Appeals filed in Kentucky Jewish women’s IVF, abortion lawsuit

The Jefferson County Judicial Center, which houses Family Court. March 25, 2025. (Kentucky Lantern photo by Sarah Ladd)
Kentucky Attorney General Russell Coleman is appealing a Louisville judge’s ruling that the state’s definition of human life is void because it’s too vague.
Lawyers who sued on behalf of three Jewish women (only one, Jessica Kalb, was allowed to proceed) who said the abortion ban restricted their ability to pursue in vitro fertilization also filed an appeal in the case.

This comes less than a month after Jefferson Circuit Judge Brian Edwards struck down the part of Kentucky law that defines a human as “an individual living member of the species homo sapiens throughout the entire embryonic and fetal stages of the unborn child from fertilization to full gestation and childbirth.”
Edwards’ ruling came in response to pleas from Jewish women who said they couldn’t freely pursue in vitro fertilization if unused embryos were considered human beings. The IVF process routinely involves discarding unused embryos, which are expensive to store.
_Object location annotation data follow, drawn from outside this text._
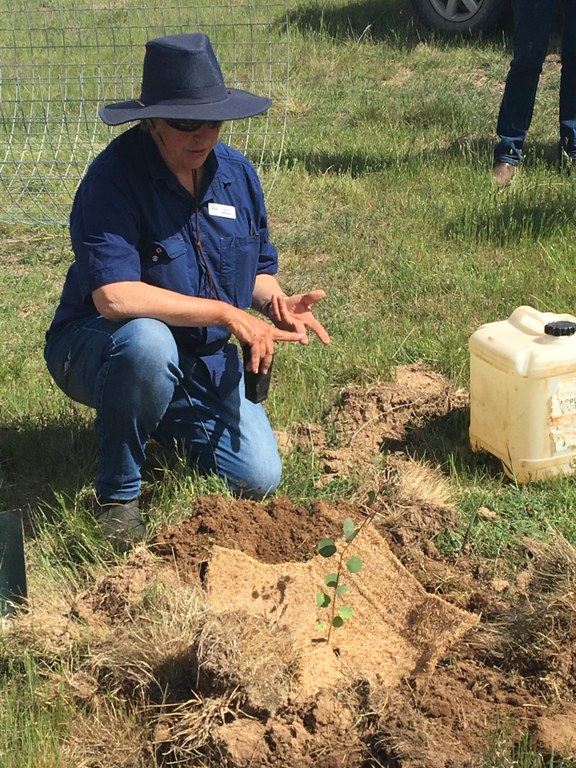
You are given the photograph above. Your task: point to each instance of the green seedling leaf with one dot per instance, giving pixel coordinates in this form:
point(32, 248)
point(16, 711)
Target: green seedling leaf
point(349, 529)
point(332, 580)
point(346, 612)
point(354, 565)
point(326, 547)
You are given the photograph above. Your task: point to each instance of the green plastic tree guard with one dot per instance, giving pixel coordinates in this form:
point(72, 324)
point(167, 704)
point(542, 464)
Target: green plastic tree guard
point(12, 564)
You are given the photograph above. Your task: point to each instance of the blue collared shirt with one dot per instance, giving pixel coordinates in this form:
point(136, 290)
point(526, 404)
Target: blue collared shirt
point(133, 221)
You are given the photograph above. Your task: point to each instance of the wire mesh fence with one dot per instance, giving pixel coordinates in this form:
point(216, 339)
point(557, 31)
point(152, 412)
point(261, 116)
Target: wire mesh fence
point(60, 60)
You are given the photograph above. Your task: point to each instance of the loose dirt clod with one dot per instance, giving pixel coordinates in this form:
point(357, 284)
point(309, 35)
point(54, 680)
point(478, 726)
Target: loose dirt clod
point(207, 641)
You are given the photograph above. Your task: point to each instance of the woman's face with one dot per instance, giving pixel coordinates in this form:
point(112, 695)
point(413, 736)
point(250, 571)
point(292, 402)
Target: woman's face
point(184, 151)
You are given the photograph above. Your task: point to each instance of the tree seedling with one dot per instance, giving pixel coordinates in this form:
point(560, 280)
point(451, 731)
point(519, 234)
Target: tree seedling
point(333, 581)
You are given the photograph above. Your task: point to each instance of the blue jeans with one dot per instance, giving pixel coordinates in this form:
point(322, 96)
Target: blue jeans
point(532, 24)
point(142, 385)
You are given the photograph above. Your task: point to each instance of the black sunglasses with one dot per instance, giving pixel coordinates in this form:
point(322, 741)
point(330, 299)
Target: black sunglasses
point(189, 126)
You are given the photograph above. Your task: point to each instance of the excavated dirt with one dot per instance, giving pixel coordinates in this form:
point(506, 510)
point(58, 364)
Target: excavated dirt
point(445, 658)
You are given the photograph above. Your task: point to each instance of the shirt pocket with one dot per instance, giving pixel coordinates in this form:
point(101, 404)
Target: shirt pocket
point(238, 265)
point(164, 263)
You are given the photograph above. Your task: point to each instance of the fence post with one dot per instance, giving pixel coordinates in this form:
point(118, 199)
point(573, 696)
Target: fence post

The judge also said Kentucky’s abortion ban is religiously neutral. The women have long argued that Kentucky’s laws around abortion have imposed and codified a religious viewpoint that aligns with the Christian faith and conflicts with the Jewish belief that birth, not conception, is the beginning of life.
Edwards did not agree, saying that the Human Life Protection Act doesn’t burden the Jewish community “any more than it burdens followers of Christianity, Islam or Hindu from exercising their religious beliefs.”
Both the attorney general and Aaron Kemper and Benjamin Potash, lawyers for the women who sued the state, believe the judge didn’t fully apply the law correctly in his decision.
In Coleman’s May 11 appeal, he said it was “a manifest error of law” for the court to strike Kentucky’s definition of human life in this case. The state’s “prohibition of abortions does not apply to IVF, including to the disposal of unused embryos.”
He also said any idea that the state’s abortion ban could be used to prosecute a person going through IVF “is a gross over-reading of the Human Life Protection Act.”
KY judge strikes definition of human life, paving way for Jewish women’s IVF pursuit
“There is … no basis to conclude that the definition of ‘unborn human being’ … could ever be used as a basis for a homicide prosecution against Ms. Kalb,” Coleman wrote.
Kemper and Potash want a ruling that acknowledges their freedom of religion concerns.
The Human Life Protection Act (the state’s abortion law), they wrote, “forces (Kalb) to plan her family under a statutory definition of ‘human being,’ that her sincerely held Jewish faith expressly rejects. Jewish law teaches that life begins at birth, not at conception, and that the life and health of the mother take priority over the developing fetus.”
Kentucky law “provides no exception for the mother’s mental health, for a lethal fetal anomaly that will not survive birth, rape, incest or for serious but non-life-threatening risks to the mother, all of which Jewish law accommodates and in some circumstances requires,” the lawyers wrote.
It “thus compels (Kalb) to govern her religiously commanded family planning by a doctrine her faith rejects, on terms her faith forbids.”